En effet, dans le domaine du chauffage, la moitié des immeubles est encore chauffée au mazout et pourrait être facilement convertie au gaz naturel pour comprimer d’un coup les émissions de CO2. En ce qui concerne l’électricité, le gaz pourrait dès à présent remplacer la production actuelle des centrales nucléaires pour éviter de se tourner vers les importations, et donc vers de l’électricité produite dans des centrales au charbon. L’argument vaut aussi pour la mobilité : la généralisation des automobiles au gaz naturel contribuerait à la compression des émissions de CO2, d’autant que la technologie est déjà mûre et les infrastructures développées. Le gaz a donc encore quelques beaux jours devant lui en tant qu’énergie de substitution et n’attend plus qu’un signal du prix du carbone, qui fait encore défaut et n’encourage pas la production par des moyens propres. En Europe, la taxe CO2 tourne autour de 8 euros, ce qui reste encore trop éloigné de la vraie valeur de compensation. En Suisse, à 96 francs, elle est assez élevée et pourrait inciter à la substitution par le gaz de la production d’électricité, si l’électricité importée était elle aussi taxée, ce qui n’est pas le cas aujourd’hui et crée une distorsion en faveur de cette dernière, pourtant très polluante.
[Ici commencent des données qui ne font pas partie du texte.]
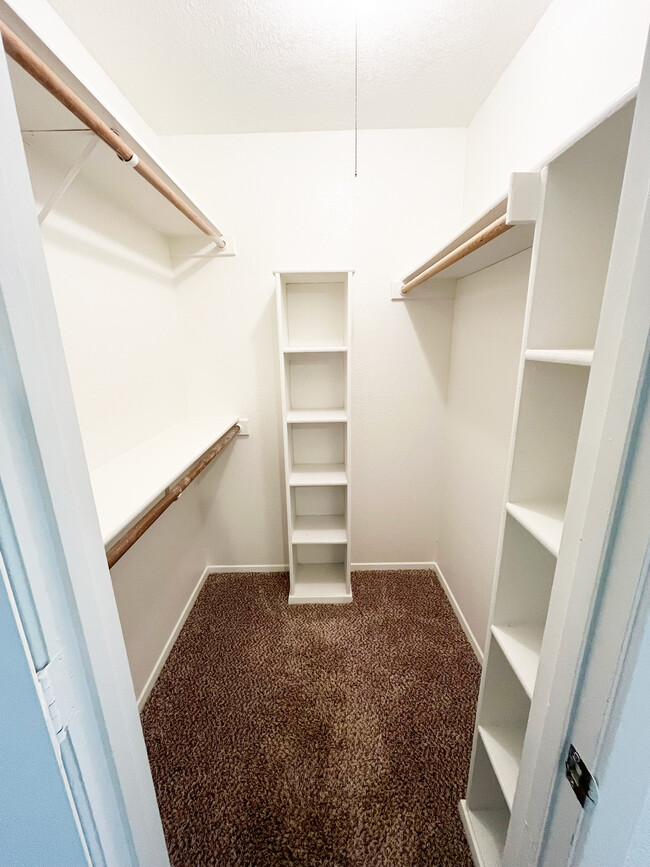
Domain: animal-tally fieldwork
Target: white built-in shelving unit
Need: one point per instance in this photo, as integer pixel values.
(579, 196)
(314, 338)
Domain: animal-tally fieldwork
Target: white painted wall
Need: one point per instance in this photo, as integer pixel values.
(486, 344)
(293, 203)
(117, 309)
(582, 56)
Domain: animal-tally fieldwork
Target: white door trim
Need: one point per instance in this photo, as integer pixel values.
(54, 442)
DÉCARBONATION ET GAZ VERTS
Une vision à plus long terme, avec un système de compensation plus justement évalué, pourrait offrir aux gaziers l’opportunité de proposer des réponses innovantes très adaptées, notamment en captant et en stockant le CO2 afin de le valoriser sous diverses formes.
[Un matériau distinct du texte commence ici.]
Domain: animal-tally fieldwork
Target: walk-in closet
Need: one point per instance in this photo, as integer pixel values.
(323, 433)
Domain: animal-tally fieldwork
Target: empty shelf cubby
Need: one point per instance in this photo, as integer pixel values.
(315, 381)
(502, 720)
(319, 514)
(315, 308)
L’industrie gazière multiplie les efforts de recherche dans ce domaine. De par la publication des travaux de la Chaire “Gaz Naturel” – Petrosvibri à l’EPFL, menés par le professeur Lyesse Laloui, la Suisse fait d’ailleurs figure de leader en la matière. Elle possède la technologie et les propriétés géologiques qui lui permettraient, comme la Norvège, de séquestrer le CO2 dans le sous-sol mais la population et les politiques se montrent encore très frileux. Outre la décarbonation, le gaz doit également s’engager dans la voie de l’écologisation. En effet, même s’il représente la plus vertueuse des énergies fossiles, il n’en demeure pas moins fossile. L’industrie gazière, qui voit tout le potentiel d’un approvisionnement entièrement renouvelable, projette donc de porter la part des gaz renouvelables à 30 % du marché de la chaleur d’ici à 2030. Elle devrait pour cela bénéficier du soutien politique qui lui est encore refusé aujourd’hui. En effet, à l’heure actuelle le biogaz ne figure pas parmi les énergies renouvelables citées dans les prescriptions énergétiques applicables aux bâtiments. Encore pire, le biogaz importé par réseau est assujetti à la taxe sur le CO2…
Le rôle du gaz dans l’intégration des énergies renouvelables est également primordial. Car la vraie difficulté n’est pas tant le manque d’électricité mais le manque de phasage entre l’énergie disponible et la demande. Le réseau gazier, utile au transport autant qu’au stockage de l’énergie, lui permet de pallier avec souplesse les éventuelles carences d’approvisionnement (en hiver notamment) ou au contraire, de stocker sous forme gazeuse les excédents d’énergie photovoltaïque ou éolienne après leur conversion par électrolyse et méthanisation (powerto- gas)*.
UNE PLACE ENCORE SUJETTE À CONTROVERSE
Le gaz est l’un des maillons forts de l’avènement d’un approvisionnement énergétique renouvelable et durable. Il répond aux exigences de sécurité d’approvisionnement ainsi qu’aux exigences écologiques dans une stratégie ambitieuse et évolutive. Dans cette vision pragmatique qui, en toute humilité, soutient que l’on ne peut pas encore se passer totalement du fossile, le gaz naturel fait partie de la solution et non du problème.
*Lorsque la demande d’énergie est inférieure à la production, la technique novatrice du powerto- gas permet de convertir l’électricité excédentaire d’origine renouvelable en hydrogène ou en méthane puis de l’injecter dans le réseau de gaz naturel afin de la stocker.